Improving Systems and Structures for Cannabis Business Expansion
Many of the posts on this blog focus in one way or another on how tightly regulated marijuana industries force cannabis entrepreneurs to adapt their practices to stay within the rules. When you are getting started as a marijuana grower, processor, or retailer, you can afford to stay compliant with less organization. So long as your cannabis company’s key players know the rules, it is possible to keep 5-10 employees in check and make sure they (and you) are doing everything by the book. But as soon as a business starts to grow, whether internally through new employees or externally through new locations either in-state or out-of-state, it loses its ability to maintain regulatory compliance through sheer force of will. At that point It has to update its internal structure and systems so that the cogs of the machine can operate without direct oversight of the founders.
This advice isn’t really limited to regulatory compliance. Businesses looking to build a brand need consistent, reliable operations. At a certain point, the business’s founders are no longer able to micromanage every detail of compliance or operations, but they want the business to continue growing according to their vision. That period of a business — the transition from start-up to going concern — is always hard for founders. A business’s ability to rocket upward without constraints is going to falter sooner or later, and there is a plateau period, where every marginal gain in productivity starts to produce equal or greater levels of operational cost or risk of regulatory compliance.
Going back to compliance, this stage is when it is key to start implementing structures that may at first seem antithetical to rapid growth. I am referring to things like writing and maintaining standard operating procedures, company policies, and clear hierarchies and chains of responsibility. It makes sense to run a startup as a “flat” company, where everyone is expected to pitch in and do everything. But in a highly regulated industry, a clear organizational hierarchy is key. With written policies and procedures and clear levels of responsibility, it is easier for businesses to prevent problems and to develop and institute solutions when problems do occur. In every settlement conference that the Washington State Liquor and Cannabis Board has after it issues an Administrative Violation Notice, the hearing officer asks what steps the cannabis business has taken to prevent similar violations in the future. And if the cannabis business on the hot seat is able to explain clearly why the problem occurred and the corrective actions it has and will continue taking to make sure “it” never happens again, the penalty will be reduced.
But this isn’t just about penalty reduction; it is about a business’s founders being able to move from day to day management and micromanagement to bigger picture thinking. Startups succeed because their founders have a vision and they implement plans to achieve that vision. When a business reaches a certain size, the daily triviality threatens to overwhelm everything. By delegating authority, allocating responsibility, and creating standard operating practices, a founder is able to step back, review the broader picture, and chart the overall course for the business going forward.

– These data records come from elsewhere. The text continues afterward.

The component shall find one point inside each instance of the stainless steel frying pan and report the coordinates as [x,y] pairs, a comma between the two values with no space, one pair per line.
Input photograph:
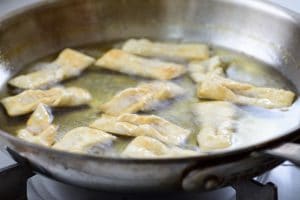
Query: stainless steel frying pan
[257,28]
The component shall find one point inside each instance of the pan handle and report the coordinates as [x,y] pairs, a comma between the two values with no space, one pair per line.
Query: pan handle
[223,174]
[286,151]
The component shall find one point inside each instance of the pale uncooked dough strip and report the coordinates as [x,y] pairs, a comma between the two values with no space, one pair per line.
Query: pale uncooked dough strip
[70,63]
[121,61]
[188,51]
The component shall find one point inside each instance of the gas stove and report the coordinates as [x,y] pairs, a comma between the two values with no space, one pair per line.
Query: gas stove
[283,182]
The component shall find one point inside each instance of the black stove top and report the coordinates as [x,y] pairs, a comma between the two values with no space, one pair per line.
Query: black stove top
[283,182]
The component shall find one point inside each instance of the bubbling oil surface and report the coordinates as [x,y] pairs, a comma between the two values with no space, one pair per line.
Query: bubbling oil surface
[255,124]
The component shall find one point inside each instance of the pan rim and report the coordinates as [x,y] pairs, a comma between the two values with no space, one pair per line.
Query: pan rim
[285,136]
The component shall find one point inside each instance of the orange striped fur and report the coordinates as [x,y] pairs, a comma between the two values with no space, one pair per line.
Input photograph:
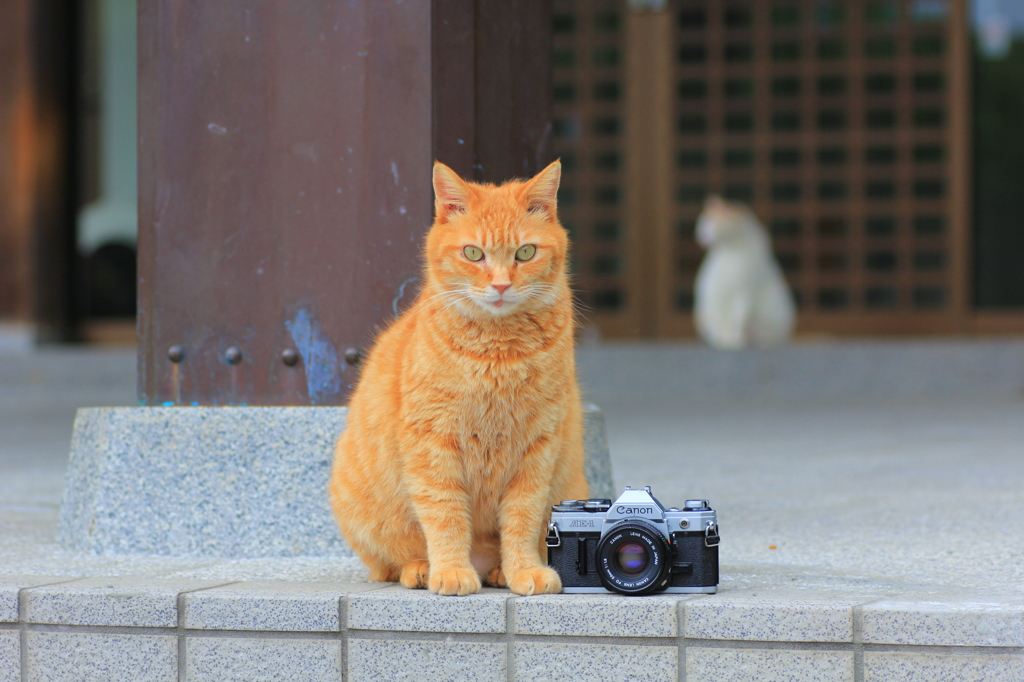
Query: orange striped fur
[466,424]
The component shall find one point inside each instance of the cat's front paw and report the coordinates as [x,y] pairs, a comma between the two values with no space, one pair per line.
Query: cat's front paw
[455,581]
[415,574]
[536,581]
[496,578]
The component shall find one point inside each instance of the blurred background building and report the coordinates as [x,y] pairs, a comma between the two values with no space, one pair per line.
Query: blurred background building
[878,139]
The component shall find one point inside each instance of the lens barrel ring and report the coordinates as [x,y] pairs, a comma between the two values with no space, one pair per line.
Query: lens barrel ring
[649,538]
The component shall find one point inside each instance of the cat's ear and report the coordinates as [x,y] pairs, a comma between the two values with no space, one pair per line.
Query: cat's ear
[542,192]
[451,193]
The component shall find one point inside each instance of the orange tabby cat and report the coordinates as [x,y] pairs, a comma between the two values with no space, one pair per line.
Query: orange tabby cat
[467,424]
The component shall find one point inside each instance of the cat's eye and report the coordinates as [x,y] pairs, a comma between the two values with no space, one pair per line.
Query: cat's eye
[525,252]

In more practical terms, here are some steps to take when your cannabis business starts to hit that plateau period:
- Adopt written standard operating procedures, written company policies, and a written employee manual;
- Appoint one or more compliance officers at each business location who are absolutely responsible for knowing state and local regulations and how those regulations fit within the company’s standard operating procedures;
- Revisit and update the standard operating procedures regularly, and have your company compliance officer(s) recommend amendments to procedures to ensure continued compliance with state and local regulatory changes.
For marijuana businesses with multiple locations, especially locations in different states, it will be important to separate the company-wide policies and procedures from the site-specific policies and procedures. The more that can be company-wide, the better, but vast variations in state marijuana laws call for variations in day to day practices in different states.
If you do take these steps, you have to take them seriously and stick to them. Written policies and procedures are worthless if a company doesn’t follow them. There are some growing pains — it isn’t fun to lose some of the flexibility that you had as a startup — but these steps really can help put your business on a path to healthy expansion and the failure to take them could be your downfall.